**Almost-sure**.An event is almost-sure if its probality equals 1.

**Example**.If $O\sim N(0,1)$ then the event $O\ne 0$ is almost-sure. Yet, by symmetry, the mass of the standard Gaussian law $N(0,1)$ concentrates around 0: whatever is the length $\mathrm{\ell}>0$, the interval which has the largest probability to contain *O* is the interval $[-\mathrm{\ell}/2,\mathrm{\ell}/2]$ centered at 0 with radius $\mathrm{\ell}/2$.

**Example**.The estimator ${\mathrm{\vartheta}}_{n}$ of $\mathrm{\vartheta}(P)$ is strongly consistent if the event ${lim}_{n\to \mathrm{\infty}}|{\mathrm{\vartheta}}_{n}-\mathrm{\vartheta}(P)|=0$ is almost-sure for *P*.

**Bernoulli law**.The random variable *A* is drawn from the Bernoulli law with parameter $p\in [0,1]$ if *A* can only take the values 0 and 1, in such a way that $A=1$ with probability *p* (and, therefore, $A=0$ with probability $1-p$).

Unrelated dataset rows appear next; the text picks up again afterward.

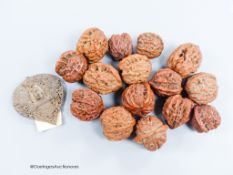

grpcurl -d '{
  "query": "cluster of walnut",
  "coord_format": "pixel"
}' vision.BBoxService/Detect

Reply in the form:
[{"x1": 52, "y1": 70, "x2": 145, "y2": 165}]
[{"x1": 55, "y1": 28, "x2": 221, "y2": 151}]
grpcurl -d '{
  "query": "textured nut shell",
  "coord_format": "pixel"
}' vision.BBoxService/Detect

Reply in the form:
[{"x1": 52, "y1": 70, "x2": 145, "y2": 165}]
[
  {"x1": 167, "y1": 43, "x2": 202, "y2": 77},
  {"x1": 55, "y1": 50, "x2": 88, "y2": 83},
  {"x1": 185, "y1": 72, "x2": 218, "y2": 104},
  {"x1": 70, "y1": 89, "x2": 104, "y2": 121},
  {"x1": 136, "y1": 32, "x2": 164, "y2": 58},
  {"x1": 108, "y1": 33, "x2": 133, "y2": 60},
  {"x1": 191, "y1": 105, "x2": 221, "y2": 132},
  {"x1": 122, "y1": 83, "x2": 155, "y2": 116},
  {"x1": 100, "y1": 106, "x2": 136, "y2": 141},
  {"x1": 83, "y1": 63, "x2": 122, "y2": 94},
  {"x1": 134, "y1": 116, "x2": 168, "y2": 151},
  {"x1": 149, "y1": 68, "x2": 182, "y2": 96},
  {"x1": 119, "y1": 54, "x2": 152, "y2": 84},
  {"x1": 13, "y1": 74, "x2": 64, "y2": 124},
  {"x1": 162, "y1": 95, "x2": 194, "y2": 129},
  {"x1": 77, "y1": 28, "x2": 108, "y2": 62}
]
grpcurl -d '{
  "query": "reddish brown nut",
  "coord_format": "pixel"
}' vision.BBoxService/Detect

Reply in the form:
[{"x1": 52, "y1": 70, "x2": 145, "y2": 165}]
[
  {"x1": 118, "y1": 54, "x2": 152, "y2": 84},
  {"x1": 77, "y1": 28, "x2": 108, "y2": 63},
  {"x1": 83, "y1": 63, "x2": 122, "y2": 94},
  {"x1": 122, "y1": 83, "x2": 155, "y2": 116},
  {"x1": 134, "y1": 115, "x2": 168, "y2": 151},
  {"x1": 108, "y1": 33, "x2": 133, "y2": 60},
  {"x1": 191, "y1": 105, "x2": 221, "y2": 132},
  {"x1": 137, "y1": 32, "x2": 164, "y2": 58},
  {"x1": 55, "y1": 50, "x2": 88, "y2": 83},
  {"x1": 162, "y1": 95, "x2": 194, "y2": 129},
  {"x1": 185, "y1": 72, "x2": 218, "y2": 104},
  {"x1": 70, "y1": 89, "x2": 104, "y2": 121},
  {"x1": 100, "y1": 106, "x2": 136, "y2": 141},
  {"x1": 149, "y1": 68, "x2": 182, "y2": 96},
  {"x1": 167, "y1": 43, "x2": 202, "y2": 77}
]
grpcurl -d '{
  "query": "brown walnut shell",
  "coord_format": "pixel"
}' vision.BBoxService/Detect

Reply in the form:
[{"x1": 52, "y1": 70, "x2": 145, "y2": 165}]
[
  {"x1": 70, "y1": 89, "x2": 104, "y2": 121},
  {"x1": 77, "y1": 28, "x2": 108, "y2": 63},
  {"x1": 167, "y1": 43, "x2": 202, "y2": 77},
  {"x1": 162, "y1": 95, "x2": 194, "y2": 129},
  {"x1": 83, "y1": 63, "x2": 122, "y2": 94},
  {"x1": 149, "y1": 68, "x2": 182, "y2": 96},
  {"x1": 185, "y1": 72, "x2": 218, "y2": 104},
  {"x1": 100, "y1": 106, "x2": 136, "y2": 141},
  {"x1": 134, "y1": 115, "x2": 168, "y2": 151},
  {"x1": 55, "y1": 50, "x2": 88, "y2": 83},
  {"x1": 191, "y1": 105, "x2": 221, "y2": 132},
  {"x1": 108, "y1": 33, "x2": 133, "y2": 60},
  {"x1": 136, "y1": 32, "x2": 164, "y2": 58},
  {"x1": 118, "y1": 54, "x2": 152, "y2": 84},
  {"x1": 122, "y1": 83, "x2": 155, "y2": 116}
]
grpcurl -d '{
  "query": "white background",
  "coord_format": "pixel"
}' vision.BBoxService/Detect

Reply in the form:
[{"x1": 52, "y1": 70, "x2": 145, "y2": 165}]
[{"x1": 0, "y1": 0, "x2": 233, "y2": 175}]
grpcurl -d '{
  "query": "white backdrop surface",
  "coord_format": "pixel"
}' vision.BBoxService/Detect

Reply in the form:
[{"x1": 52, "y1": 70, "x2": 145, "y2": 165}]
[{"x1": 0, "y1": 0, "x2": 233, "y2": 175}]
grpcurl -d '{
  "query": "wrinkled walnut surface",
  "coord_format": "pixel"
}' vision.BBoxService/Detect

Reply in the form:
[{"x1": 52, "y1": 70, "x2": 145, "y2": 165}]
[
  {"x1": 13, "y1": 74, "x2": 64, "y2": 124},
  {"x1": 167, "y1": 43, "x2": 202, "y2": 77},
  {"x1": 70, "y1": 89, "x2": 104, "y2": 121},
  {"x1": 119, "y1": 54, "x2": 152, "y2": 84},
  {"x1": 149, "y1": 68, "x2": 182, "y2": 96},
  {"x1": 191, "y1": 105, "x2": 221, "y2": 132},
  {"x1": 108, "y1": 33, "x2": 133, "y2": 60},
  {"x1": 77, "y1": 28, "x2": 108, "y2": 62},
  {"x1": 185, "y1": 72, "x2": 218, "y2": 104},
  {"x1": 122, "y1": 83, "x2": 155, "y2": 116},
  {"x1": 134, "y1": 115, "x2": 168, "y2": 151},
  {"x1": 136, "y1": 32, "x2": 164, "y2": 58},
  {"x1": 162, "y1": 95, "x2": 194, "y2": 129},
  {"x1": 83, "y1": 63, "x2": 122, "y2": 94},
  {"x1": 100, "y1": 106, "x2": 136, "y2": 141},
  {"x1": 55, "y1": 50, "x2": 88, "y2": 83}
]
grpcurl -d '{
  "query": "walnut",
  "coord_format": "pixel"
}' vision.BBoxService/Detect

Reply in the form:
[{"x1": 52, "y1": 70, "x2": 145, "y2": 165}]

**Central limit theorem**.A central limit theorem is a theorem providing assumptions which guarantee that sums of a large number of random variables behave like a Gaussian random variable. Typically, if ${O}_{1},\dots ,{O}_{n}$ are real-valued and independent random variables such that $P\{{O}_{i}\}=0$ for each $i\le n$ and ${\sum}_{i=1}^{n}P\{{O}_{i}^{2}\}=1$, and if moreover no ${O}_{i}$ contributes too heavily to the sum, then ${\sum}_{i=1}^{n}{O}_{i}$ approximately follows the standard Gaussian law $N(0,1)$.

**Conditional independence**.Consider a collection $\{{O}_{i}:i\in I\}$ of random variables indexed by *I*. Let ${I}_{1},{I}_{2},{I}_{3}\subset I$ be subsets of *I*. We say that ${\mathcal{O}}_{1}=\{{O}_{i}:i\in {I}_{1}\}$ is conditionally independent from ${\mathcal{O}}_{2}=\{{O}_{i}:i\in {I}_{2}\}$ given ${\mathcal{O}}_{3}=\{{O}_{i}:i\in {I}_{3}\}$ if the joint conditional law of $({\mathcal{O}}_{1},{\mathcal{O}}_{2})$ given ${\mathcal{O}}_{3}$ is the product of the two conditional laws of ${\mathcal{O}}_{1}$ and ${\mathcal{O}}_{2}$ given ${\mathcal{O}}_{3}$. If ${I}_{3}=\mathrm{\varnothing}$ is empty, so that ${\mathcal{O}}_{3}=\mathrm{\varnothing}$ too, then conditional independence coincides with independence, which does not hold in general.

**Conditional law**.Consider a random variable $O\sim P$ which decomposes as $O=(W,Y)$. The conditional law of *Y* given *W* is the law of the random variable *Y* when the realization of *W* is given (known).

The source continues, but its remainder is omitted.